The government published its White Paper “Joining up Care for People, Places and Populations” on the 9th February, describing itself as “the government’s proposals for health and care integration”. This is apparently one of a set of reforms, as it sits alongside the Health and Social Care Bill and the Adult Social Care Reform white paper.
There is no getting away from the meaningless fluff that surrounds descriptions of integration in the paper (e.g. “Successful integration is the planning, commissioning and delivery of co-ordinated, joined up and seamless services to support people to live healthy, independent and dignified lives and which improves outcomes for the population as a whole” p17). The terminology within the paper is both over the top and (at best) confusing.
The paper clarifies (p18) that a “neighbourhood” is “an area covered by, for example, primary care and their community partners”. You would think this would be called a PCN, but the PCN nomenclature appears to be have been dropped within this paper and replaced by neighbourhood. A “place” is a locally defined geographic area typically 250-500k population, and a “system” is a larger area with a population of about 1 million.
In fact PCNs only get one significant mention in the paper, and that is primarily to signpost the fact that they are being reviewed, “GP practices are already working together with community health services, mental health, social care, pharmacy, hospital and voluntary services in their local areas in groups of practices known as Primary Care Networks (PCNs). Building on existing primary care services, they are enabling greater provision of proactive, personalised, coordinated and more integrated health and social care for people closer to home. NHS Chief Executive, Amanda Pritchard, has asked Dr Claire Fuller (CEO Surrey Heartlands ICS) to lead a stocktake of how systems can enable more integrated primary care at neighbourhood and place, making an even more significant impact on improving the health of their local communities. This will report later in the spring.”
For a reason that I am not clear on, PCNs have shifted from being the central plank and foundation of integrated care systems, to something that contribute towards the overall ambition for integration – make of that that what you will.
The paper tries to distinguish between what will happen at the system level and at a place level. There is the sticky issue of whether the NHS or Local Authority is “in charge” at a place level, and the solution the paper comes up with is that, “There should be a single person, accountable for shared outcomes in each place or local area, working with local partners (e.g. an individual with a dual role across health and care or an individual who leads a place-based governance arrangement).” p11.
However, “These proposals will not change the current local democratic accountability or formal Accountable Officer duties within local authorities or those of the ICB and its Chief Executive”, which does rather beg the question of what power or authority these newly accountable individuals will have.
The suggested governance model for place is via a ‘place board’, “a ‘place board’ brings together partner organisations to pool resources, make decisions and plan jointly… In this system the council and ICB would delegate their functions and budgets to the board” p34.
General practice therefore needs to work out how it is able to be an effective member of, and be able to influence, this place board. This will inevitably require the PCNs within a place area to find ways of working together and to be able to create a unified voice.
The autonomy of these place boards is still open to question. Despite a lot of rhetoric about the need for local areas to determine local priorities, the pull of the top down approach has once again proved too difficult to resist, “We will set out a framework with a focused set of national priorities and an approach from which places can develop additional local priorities” (p23). A new set of national priorities is on its way for implementation from April 2023. This means places will receive their must-do list which they will undoubtedly be heavily performance managed on, but of course can also set some additional priorities for themselves if they would like.
That said, the ambition remains for services and spend to be put under the control of place based arrangements, so I still think it would be wise for general practice to ensure it plays a central role within them.

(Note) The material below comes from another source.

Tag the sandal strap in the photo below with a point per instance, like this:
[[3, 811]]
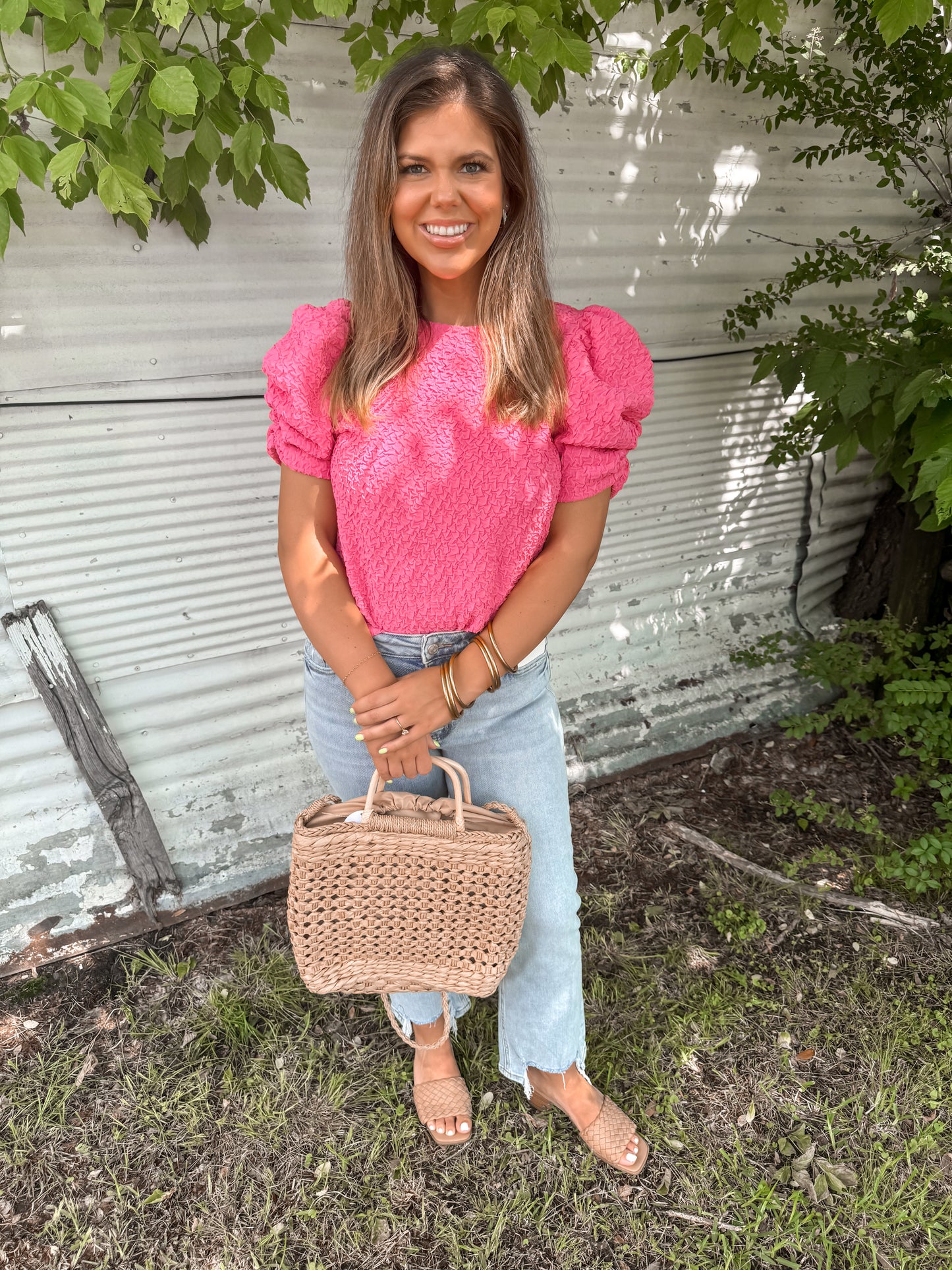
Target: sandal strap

One thing the paper is clear on is that general practice funding is not to be ringfenced from other spending, but rather included within a single system funding envelope (p36).

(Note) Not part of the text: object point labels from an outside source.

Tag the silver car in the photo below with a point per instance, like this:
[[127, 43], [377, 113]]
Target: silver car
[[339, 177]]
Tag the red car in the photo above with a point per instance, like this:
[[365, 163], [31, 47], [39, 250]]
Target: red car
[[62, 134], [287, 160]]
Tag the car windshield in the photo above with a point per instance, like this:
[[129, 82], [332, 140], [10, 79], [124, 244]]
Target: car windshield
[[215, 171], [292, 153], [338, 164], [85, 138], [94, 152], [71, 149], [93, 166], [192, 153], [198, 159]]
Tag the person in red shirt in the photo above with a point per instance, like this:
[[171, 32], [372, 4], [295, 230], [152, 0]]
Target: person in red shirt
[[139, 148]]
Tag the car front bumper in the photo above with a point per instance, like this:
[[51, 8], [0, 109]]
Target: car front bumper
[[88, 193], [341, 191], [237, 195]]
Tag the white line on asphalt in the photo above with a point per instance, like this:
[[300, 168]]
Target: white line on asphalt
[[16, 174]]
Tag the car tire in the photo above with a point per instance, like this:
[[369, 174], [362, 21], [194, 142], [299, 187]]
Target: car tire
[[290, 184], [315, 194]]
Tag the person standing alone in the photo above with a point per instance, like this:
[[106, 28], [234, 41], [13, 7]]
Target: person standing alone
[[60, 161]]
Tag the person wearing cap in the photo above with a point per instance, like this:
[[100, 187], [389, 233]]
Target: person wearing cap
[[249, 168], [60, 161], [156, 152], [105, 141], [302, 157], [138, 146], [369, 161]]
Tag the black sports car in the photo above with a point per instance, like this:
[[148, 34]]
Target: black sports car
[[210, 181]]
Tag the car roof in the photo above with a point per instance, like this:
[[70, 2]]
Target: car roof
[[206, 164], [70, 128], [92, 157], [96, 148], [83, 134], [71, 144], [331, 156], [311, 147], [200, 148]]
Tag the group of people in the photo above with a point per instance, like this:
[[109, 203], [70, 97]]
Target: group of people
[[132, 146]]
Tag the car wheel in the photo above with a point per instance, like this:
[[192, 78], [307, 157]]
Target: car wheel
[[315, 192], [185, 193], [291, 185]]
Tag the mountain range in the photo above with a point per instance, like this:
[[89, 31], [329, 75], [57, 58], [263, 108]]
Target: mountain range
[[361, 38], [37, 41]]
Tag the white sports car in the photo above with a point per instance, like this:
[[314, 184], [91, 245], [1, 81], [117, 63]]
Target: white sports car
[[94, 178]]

There are promises to have fully integrated shared care records across organisations and seamless data flows across all care settings in place by 2024, but if the last 20 years has taught us anything it is don’t hold your breath.

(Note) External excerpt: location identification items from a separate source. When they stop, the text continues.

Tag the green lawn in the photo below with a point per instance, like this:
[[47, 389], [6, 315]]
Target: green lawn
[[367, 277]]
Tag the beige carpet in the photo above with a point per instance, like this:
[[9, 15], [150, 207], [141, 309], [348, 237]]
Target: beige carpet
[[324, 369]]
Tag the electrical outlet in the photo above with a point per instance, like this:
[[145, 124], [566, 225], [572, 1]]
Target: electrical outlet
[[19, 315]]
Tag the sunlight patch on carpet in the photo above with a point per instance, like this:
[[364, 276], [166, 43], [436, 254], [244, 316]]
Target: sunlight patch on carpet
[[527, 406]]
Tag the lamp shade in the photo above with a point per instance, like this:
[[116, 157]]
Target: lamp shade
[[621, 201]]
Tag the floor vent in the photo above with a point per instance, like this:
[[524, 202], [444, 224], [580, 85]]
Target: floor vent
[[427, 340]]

There is a whole chapter on workforce integration. What is notable about this is more what it doesn’t say than what it does. It talks about the pivotal role of link workers and care navigators in joining up care, about pharmacist integration, and about making better use of occupational therapists, but it never once references the additional roles coming into PCNs through the ARRS.
Overall the paper continues the national drive towards integration, and reinforces the need for general practice to make sure it is playing a central role in the developing place based arrangements for their area. What is potentially of most concern is the shift away from the importance of PCNs and whatever lies underneath that.